Improv Acting Guidelines
Below are a few guidelines for creating believable and understandable improv scenes even if you’ve never acted before!
- IF YOU BELIEVE IT, SO WILL YOUR AUDIENCE. If you believe you are digging a ditch or scrubbing a floor, so will your audience. You just have to put it in your mind and body. If you believe yourself that you are actually doing what you are pretending to do, then your audience will have no trouble following your performance.
- KEEP IT SIMPLE. Keep your movements minimal enough so that your audience gets the picture and is not straining to understand what you are doing. While you should know that you are planting carrot seeds on a 40-acre farm in rural Georgia, all your audience needs to know is that you are planting seeds. Remember: be specific with your actions.
- COMMIT! If you are sewing shirts in a sweatshop, do not suddenly start playing a musical instrument. Finish what you start.
- CREATE YOUR PROPS AND DO NOT TRIP OVER THEM. If you need a table, allow there to be one in a particular place in the room. Do not forget it is there and walk through it when you get out of your chair and walk out of the room. If your scene partners create props like tables, be sure to remember where they are. If you walk through tables, walls, or bathtubs, your audience will not believe you.
- CREATE YOUR SPACE. If you are in a restaurant kitchen or an office suite, for example, be aware of your space: how large or small, how low the ceiling, is there a carpeting on the floor, and so on. Put imaginary props in the space to define it better.
- BE SPONTANEOUS. In improvisation there is no script. You know who you are, where you are, your relationship to the other players, and what the scene is about. Do not think about specifics; remember what the scene is about and make offers of dialogue, etc. to your scene partners and accept theirs.
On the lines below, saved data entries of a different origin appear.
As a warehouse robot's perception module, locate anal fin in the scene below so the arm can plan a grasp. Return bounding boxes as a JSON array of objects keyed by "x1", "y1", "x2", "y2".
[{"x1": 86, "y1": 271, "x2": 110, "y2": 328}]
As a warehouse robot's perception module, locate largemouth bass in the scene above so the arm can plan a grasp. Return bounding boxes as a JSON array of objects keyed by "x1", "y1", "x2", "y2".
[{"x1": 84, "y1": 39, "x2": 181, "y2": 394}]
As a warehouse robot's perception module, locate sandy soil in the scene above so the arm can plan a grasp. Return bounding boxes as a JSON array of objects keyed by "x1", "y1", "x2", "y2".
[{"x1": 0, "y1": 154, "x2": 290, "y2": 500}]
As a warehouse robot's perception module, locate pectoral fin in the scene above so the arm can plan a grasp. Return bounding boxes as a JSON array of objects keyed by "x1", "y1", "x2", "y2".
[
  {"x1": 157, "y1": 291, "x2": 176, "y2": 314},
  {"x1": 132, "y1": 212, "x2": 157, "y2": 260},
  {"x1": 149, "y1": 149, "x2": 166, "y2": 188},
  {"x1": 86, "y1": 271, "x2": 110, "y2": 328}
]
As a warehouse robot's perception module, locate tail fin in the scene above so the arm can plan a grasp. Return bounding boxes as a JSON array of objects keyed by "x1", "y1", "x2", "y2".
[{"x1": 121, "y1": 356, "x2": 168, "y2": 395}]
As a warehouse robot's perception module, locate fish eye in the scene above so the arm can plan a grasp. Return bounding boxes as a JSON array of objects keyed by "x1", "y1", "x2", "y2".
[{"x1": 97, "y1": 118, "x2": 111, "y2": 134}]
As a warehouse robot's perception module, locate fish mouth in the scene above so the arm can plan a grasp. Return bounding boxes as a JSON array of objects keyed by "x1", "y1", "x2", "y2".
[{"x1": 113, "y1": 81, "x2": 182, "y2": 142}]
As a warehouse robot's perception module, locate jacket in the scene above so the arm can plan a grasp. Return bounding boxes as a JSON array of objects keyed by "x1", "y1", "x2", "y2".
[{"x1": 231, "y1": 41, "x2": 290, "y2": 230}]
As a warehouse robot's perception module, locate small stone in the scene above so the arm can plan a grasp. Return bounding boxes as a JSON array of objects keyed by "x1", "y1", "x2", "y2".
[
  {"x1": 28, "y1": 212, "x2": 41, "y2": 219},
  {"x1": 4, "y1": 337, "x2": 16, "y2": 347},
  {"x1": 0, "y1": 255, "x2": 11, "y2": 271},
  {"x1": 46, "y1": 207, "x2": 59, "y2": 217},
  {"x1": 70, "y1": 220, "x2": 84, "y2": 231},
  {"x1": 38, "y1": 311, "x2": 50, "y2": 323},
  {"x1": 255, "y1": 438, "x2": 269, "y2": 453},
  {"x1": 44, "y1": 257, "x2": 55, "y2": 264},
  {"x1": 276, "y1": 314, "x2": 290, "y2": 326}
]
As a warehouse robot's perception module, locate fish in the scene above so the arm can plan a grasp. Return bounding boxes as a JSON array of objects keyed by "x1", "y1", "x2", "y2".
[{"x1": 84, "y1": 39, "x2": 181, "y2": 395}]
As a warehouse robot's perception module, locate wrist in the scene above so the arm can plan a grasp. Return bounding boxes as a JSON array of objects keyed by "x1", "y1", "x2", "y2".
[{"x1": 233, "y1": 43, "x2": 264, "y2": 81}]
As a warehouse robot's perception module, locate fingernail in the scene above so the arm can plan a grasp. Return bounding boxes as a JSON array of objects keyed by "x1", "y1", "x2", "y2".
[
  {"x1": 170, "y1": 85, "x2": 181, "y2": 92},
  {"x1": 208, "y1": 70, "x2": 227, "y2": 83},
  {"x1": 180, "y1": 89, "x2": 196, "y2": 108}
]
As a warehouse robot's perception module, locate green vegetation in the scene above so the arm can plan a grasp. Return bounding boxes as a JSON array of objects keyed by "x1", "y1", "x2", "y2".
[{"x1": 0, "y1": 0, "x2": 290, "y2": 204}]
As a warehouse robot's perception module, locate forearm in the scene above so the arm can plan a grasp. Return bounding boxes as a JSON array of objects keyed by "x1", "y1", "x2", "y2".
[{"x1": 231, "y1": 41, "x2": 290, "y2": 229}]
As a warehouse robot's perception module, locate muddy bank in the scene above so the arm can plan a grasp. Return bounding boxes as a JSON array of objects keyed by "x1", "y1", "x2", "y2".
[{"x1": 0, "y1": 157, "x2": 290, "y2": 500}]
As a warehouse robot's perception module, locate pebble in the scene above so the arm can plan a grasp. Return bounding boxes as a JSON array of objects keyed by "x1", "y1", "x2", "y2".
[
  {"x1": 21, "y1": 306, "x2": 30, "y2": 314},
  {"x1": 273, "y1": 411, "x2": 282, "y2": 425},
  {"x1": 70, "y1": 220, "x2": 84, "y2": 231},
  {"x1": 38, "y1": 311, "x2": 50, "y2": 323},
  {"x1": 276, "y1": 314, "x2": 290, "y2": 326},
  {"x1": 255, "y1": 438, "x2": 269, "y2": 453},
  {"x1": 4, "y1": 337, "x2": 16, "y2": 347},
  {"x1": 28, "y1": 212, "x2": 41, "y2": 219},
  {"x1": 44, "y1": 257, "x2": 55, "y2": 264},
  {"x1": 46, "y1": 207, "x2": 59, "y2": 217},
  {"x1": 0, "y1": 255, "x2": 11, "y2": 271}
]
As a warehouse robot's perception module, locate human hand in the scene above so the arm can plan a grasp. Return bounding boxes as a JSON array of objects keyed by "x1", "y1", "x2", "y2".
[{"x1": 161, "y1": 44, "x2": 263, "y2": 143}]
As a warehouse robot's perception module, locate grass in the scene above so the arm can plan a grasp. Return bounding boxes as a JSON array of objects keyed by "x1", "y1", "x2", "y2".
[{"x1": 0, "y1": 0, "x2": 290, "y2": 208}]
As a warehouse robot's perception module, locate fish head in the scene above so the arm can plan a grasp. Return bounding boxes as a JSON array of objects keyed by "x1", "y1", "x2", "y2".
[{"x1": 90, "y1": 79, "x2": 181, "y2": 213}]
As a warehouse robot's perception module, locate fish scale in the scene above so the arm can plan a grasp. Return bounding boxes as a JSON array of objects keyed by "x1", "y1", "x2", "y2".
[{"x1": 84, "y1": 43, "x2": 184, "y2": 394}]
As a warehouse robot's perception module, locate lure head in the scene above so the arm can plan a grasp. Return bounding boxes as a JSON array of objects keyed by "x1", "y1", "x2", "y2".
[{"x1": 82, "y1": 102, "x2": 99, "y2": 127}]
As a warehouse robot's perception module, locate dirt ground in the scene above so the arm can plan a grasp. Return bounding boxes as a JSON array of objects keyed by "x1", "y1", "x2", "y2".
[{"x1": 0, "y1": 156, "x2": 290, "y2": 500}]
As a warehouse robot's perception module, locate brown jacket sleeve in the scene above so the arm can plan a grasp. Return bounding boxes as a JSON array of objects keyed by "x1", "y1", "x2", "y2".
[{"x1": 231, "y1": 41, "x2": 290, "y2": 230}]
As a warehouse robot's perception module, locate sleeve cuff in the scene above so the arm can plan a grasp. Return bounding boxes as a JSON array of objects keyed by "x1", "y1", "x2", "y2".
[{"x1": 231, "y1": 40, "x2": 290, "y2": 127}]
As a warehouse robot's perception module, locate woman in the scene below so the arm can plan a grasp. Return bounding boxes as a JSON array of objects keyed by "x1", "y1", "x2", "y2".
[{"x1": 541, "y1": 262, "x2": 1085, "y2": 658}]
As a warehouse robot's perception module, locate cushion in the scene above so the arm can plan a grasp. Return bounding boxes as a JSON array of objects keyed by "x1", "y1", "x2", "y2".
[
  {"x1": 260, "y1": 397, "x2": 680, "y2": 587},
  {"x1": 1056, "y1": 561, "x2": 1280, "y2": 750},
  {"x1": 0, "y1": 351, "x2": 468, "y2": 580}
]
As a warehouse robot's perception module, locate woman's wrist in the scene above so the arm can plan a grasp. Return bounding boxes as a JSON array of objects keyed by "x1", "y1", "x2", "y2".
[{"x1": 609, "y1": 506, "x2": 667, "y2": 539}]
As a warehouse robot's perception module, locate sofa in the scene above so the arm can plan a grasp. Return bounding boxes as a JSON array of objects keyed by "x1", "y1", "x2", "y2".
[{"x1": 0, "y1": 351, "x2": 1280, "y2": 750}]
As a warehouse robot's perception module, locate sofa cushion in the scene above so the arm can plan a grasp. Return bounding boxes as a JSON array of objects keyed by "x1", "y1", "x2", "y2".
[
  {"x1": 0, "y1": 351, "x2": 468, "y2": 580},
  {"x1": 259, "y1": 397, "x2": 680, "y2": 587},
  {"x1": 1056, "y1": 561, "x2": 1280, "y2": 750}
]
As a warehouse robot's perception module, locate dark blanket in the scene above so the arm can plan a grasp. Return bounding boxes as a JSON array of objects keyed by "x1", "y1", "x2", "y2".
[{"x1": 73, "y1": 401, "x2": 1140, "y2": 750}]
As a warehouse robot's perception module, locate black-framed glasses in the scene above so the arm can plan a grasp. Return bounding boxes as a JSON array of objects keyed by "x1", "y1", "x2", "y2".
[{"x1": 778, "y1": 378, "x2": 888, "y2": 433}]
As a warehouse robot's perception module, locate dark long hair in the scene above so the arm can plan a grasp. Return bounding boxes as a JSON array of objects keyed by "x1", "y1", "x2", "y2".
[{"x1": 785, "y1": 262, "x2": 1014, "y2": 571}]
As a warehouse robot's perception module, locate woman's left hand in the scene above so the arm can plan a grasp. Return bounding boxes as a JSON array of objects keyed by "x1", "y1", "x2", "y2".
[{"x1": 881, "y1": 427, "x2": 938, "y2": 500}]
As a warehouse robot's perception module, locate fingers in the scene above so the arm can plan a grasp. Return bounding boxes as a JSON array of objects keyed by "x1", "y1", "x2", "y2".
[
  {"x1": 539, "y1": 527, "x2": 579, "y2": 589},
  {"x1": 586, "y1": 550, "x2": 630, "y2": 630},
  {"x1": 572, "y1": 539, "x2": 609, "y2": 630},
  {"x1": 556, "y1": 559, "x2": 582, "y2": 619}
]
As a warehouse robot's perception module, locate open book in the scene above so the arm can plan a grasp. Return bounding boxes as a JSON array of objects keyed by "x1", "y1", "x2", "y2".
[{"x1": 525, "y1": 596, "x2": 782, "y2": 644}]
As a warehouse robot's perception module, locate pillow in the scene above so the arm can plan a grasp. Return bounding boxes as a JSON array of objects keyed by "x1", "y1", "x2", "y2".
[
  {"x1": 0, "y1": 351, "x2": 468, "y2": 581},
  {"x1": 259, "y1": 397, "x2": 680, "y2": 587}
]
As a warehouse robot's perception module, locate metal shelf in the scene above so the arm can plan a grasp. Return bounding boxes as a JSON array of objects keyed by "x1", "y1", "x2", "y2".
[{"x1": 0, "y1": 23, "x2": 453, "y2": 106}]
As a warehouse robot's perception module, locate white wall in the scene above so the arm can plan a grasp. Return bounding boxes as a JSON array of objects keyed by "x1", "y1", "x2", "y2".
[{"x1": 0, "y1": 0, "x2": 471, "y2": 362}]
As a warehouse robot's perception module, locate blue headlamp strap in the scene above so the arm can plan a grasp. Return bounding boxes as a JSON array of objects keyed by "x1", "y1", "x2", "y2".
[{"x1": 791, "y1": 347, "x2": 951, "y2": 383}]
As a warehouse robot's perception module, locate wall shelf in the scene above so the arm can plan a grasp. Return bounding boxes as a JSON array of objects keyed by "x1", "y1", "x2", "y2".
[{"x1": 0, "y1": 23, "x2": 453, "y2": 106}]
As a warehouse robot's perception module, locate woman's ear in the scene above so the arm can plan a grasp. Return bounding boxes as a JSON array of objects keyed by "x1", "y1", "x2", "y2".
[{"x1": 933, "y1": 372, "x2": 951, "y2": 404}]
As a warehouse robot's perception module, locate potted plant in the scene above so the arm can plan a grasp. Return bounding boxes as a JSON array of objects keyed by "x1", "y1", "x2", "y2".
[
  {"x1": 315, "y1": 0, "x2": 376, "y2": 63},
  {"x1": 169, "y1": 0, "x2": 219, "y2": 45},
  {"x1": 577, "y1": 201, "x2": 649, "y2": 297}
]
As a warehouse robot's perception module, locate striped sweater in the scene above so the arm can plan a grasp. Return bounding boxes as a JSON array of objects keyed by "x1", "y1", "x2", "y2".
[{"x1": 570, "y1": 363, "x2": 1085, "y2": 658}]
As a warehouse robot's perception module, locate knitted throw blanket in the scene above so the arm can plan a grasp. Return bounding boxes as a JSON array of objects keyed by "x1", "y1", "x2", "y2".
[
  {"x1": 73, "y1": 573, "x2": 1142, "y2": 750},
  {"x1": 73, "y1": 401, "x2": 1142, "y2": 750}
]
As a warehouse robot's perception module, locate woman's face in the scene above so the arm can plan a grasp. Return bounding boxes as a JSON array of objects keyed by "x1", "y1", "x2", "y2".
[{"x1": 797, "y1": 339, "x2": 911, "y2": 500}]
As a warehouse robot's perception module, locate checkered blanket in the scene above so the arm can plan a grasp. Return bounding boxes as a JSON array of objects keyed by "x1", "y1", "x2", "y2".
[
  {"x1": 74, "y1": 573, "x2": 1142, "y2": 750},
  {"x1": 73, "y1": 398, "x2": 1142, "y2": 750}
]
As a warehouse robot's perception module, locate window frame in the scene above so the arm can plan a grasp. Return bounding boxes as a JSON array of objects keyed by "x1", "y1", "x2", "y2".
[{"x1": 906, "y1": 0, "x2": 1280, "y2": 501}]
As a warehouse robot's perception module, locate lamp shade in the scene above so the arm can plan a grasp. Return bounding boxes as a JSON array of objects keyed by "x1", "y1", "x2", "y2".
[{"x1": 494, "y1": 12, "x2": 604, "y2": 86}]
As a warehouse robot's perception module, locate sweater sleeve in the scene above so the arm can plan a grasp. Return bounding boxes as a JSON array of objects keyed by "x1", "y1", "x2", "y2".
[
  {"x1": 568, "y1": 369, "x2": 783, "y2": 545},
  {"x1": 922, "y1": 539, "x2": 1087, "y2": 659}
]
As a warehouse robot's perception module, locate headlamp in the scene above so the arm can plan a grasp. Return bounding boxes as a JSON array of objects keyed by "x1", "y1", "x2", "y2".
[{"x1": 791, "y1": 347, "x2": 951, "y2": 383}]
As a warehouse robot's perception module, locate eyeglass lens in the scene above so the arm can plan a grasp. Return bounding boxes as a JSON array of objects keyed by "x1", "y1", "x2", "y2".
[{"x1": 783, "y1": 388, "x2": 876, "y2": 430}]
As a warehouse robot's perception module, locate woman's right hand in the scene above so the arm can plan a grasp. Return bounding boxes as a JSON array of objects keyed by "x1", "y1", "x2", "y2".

- MAKE YOUR SCENE PARTNERS LOOK GREAT. Your scenes will be best if all of the players do their part and look good, so if someone offers you an imaginary cup of tea, take it and drink! Don’t be a talking head; use as few words as possible with as much physical action as possible. Be respectful of scene partners’ bodies: no rough shoving, hitting, or other hurtful actions. If you are trying to show an employer’s abuse of an employee, be sure to do so without actually touching the person.